Submitted by Thurston County Public Health
Thurston County health officials report the first death in our area related to influenza. A Thurston County man in his 50’s recently died from complications related to the flu.
“It appears this person was otherwise healthy and didn’t have any of the typical risk factors, such as respiratory or heart problems. So his death is a tragic reminder that the flu is serious business and can even be deadly,” said Dr. Rachel Wood, Health Officer for Thurston County.
“We’re encouraging unvaccinated people of all ages to talk to their doctor about getting a flu vaccine,” said Dr. Wood. “Getting vaccinated helps you, but it also helps prevent the spread of the flu virus in the community. If you think you won’t catch the flu, think again. It’s not too late to get your flu vaccine.”
Dr. Wood added that there are other simple steps that help prevent the spread of the flu and other respiratory illnesses:
- Cover your mouth and nose. Cough or sneeze into your elbow or with a tissue.
- Wash your hands often with soap and warm water. When hand washing is not possible, use antiseptic hand gels that contain alcohol.
- Stay home if you are sick.
There are key differences between the common cold and influenza.

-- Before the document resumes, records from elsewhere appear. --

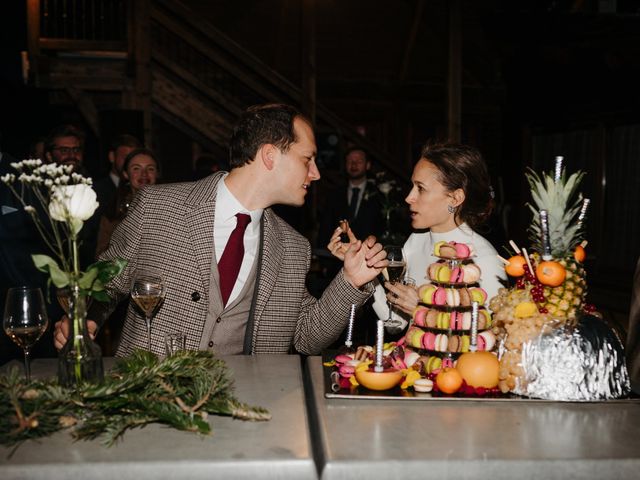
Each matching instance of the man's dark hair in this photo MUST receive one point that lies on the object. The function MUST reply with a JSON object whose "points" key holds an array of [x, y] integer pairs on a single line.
{"points": [[63, 131], [260, 125], [124, 140], [140, 151]]}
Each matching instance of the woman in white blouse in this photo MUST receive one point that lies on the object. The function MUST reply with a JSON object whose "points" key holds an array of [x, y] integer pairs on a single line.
{"points": [[449, 199]]}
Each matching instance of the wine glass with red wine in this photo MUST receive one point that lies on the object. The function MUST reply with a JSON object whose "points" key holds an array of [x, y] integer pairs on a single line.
{"points": [[147, 292]]}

While both infections usually include coughing, sore throat, sneezing or nasal congestion, the flu typically includes a sudden fever, body aches, and general fatigue or malaise. Signs of complications or a worsening flu infection include no improvement or even worsening symptoms after several days, constant or returning fever, or if symptoms improve for a few days but then return. If you think your flu symptoms have worsened or show signs of complications, call your doctor to discuss your symptoms.
Seasonal influenza is a serious illness that each year kills about 36,000 Americans and sends more than 200,000 to the hospital. The number of influenza cases in Washington has increased in recent weeks, and there have been two flu-related deaths in the state this season—one in Thurston County and one in Eastern Washington. Common complications from seasonal flu include bacterial pneumonia, ear infections, sinus infections, and worsening of chronic medical conditions like congestive heart failure, asthma or diabetes. Seniors, pregnant women, children younger than five, people with chronic medical conditions like asthma or heart disease, and people who work in healthcare, senior care, and childcare are all strongly encouraged to get a flu vaccine.